Играет врукопашную, на дзот
Врага – бросает силы:
Эх, черная одна лишь масть идет,
Собака, до могилы!..
Таращатся бессонные дружки.
Ползет под абажуром
Змеиный дым. Валятся из руки:
Валет, король с прищуром…
И, козырь огненный бросая в гущу всех,
Кто сбился ночью в кучу,
Смеешься ты, Сократ! И хриплый смех —
Над лысиною – тучей.
И шавка тявкает меж многих потных ног,
Носков, сапог и тапок!
И преферанса медленный клубок…
И близкой кухни запах…
И – ты пофилософствуй, грек Сократ,
Тасуя ту колоду,
Между картин, что ведьмами глядят,
И рыжего комода,
И слоников, что у трельяжа в ряд
Так выстроились чинно —
О том, что нету, нет пути назад
В горячие Афины, —
А только есть седые игроки,
И костью пес играет!
И бубны бьют!
И черви – близ ноги
Ползут и умирают!
И пики бьют – наотмашь, под ребро!
И под крестами – люди…
Играй, Сократ.
Проматывай добро.
Твой козырь
завтра будет.
* * *

– Паня, мы в кино уходим!.. Пусть Галка поглядит за Кирюшкой, а то он оборется да мокрый належится!..

– Ну, расфуфырились… Тамарка-то, Тамарка!.. На бигудях небось спала?..

– Не, это в парикмахерской…

– Галка, живо к Калединым!.. Пеленочки Кирюшкины – на этажерке, слева… Молоко подогреешь, Киселиху попросишь или маму, они керосинку разожгут… Галка!..

– Щас иду.

– Только гляди, ничего у Тамары не трогай в коробочках!.. Там у нее украшения лежат – дорогие!.. За них много денежек уплочено!.. Только тронь!..

– Да что ты, Паня, на ребенка наговариваешь, не тронет она ничего, там и трогать-то нечего – одни стекляшки…

– Небось.

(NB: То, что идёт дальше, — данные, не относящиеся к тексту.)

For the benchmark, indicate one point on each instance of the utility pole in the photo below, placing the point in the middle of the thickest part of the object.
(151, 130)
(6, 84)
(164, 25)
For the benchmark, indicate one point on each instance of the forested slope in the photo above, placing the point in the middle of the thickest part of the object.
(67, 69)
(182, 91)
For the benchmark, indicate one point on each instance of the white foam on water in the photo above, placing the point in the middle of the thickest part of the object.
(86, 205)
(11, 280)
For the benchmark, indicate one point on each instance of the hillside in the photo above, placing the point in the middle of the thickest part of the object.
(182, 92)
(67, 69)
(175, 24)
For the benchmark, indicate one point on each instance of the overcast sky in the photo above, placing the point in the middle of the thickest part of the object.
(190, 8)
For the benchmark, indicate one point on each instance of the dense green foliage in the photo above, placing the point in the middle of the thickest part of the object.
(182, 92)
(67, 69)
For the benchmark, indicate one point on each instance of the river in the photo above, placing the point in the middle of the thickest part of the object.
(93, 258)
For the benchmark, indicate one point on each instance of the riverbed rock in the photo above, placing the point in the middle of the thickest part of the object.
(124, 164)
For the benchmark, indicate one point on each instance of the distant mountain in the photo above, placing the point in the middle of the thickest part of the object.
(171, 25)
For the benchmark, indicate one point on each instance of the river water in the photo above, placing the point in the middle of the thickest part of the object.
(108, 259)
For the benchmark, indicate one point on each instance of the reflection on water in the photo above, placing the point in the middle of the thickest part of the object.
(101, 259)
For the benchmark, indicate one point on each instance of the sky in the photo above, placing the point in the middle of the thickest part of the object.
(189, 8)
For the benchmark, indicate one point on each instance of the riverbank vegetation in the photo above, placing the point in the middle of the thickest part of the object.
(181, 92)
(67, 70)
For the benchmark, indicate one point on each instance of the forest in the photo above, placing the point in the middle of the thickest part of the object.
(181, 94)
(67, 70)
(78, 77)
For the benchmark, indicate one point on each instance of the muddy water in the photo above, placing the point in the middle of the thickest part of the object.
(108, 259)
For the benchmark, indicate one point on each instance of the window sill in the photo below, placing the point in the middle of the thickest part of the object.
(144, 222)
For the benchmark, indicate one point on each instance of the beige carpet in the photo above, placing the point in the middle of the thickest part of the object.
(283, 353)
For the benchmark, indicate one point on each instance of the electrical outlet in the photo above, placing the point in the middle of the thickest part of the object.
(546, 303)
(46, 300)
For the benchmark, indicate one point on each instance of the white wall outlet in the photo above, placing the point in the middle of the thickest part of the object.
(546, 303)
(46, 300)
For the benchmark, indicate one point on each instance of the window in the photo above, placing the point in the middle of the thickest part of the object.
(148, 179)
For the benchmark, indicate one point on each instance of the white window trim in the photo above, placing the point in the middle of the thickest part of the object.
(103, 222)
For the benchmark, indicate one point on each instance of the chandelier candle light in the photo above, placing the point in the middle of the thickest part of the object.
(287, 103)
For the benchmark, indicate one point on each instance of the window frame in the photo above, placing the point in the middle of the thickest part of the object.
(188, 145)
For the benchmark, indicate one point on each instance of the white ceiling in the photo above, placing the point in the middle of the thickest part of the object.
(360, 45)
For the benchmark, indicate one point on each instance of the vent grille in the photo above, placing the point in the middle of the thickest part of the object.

Дети как сороки – хватают, что блестит. Особенно девки. В нищете растет – на витрины засматривается!.. Давеча в ювелирный занесло нас, так она прилипла к прилавку – силком не отдерешь!.. «Какие, – грит, – камушки красивые!.. Их что, в уши вдевают?..» Вот я те покажу уши!.. И всяки други места… Ишь, козявка, а туда же – за модницами, за балахрыстками норовит!..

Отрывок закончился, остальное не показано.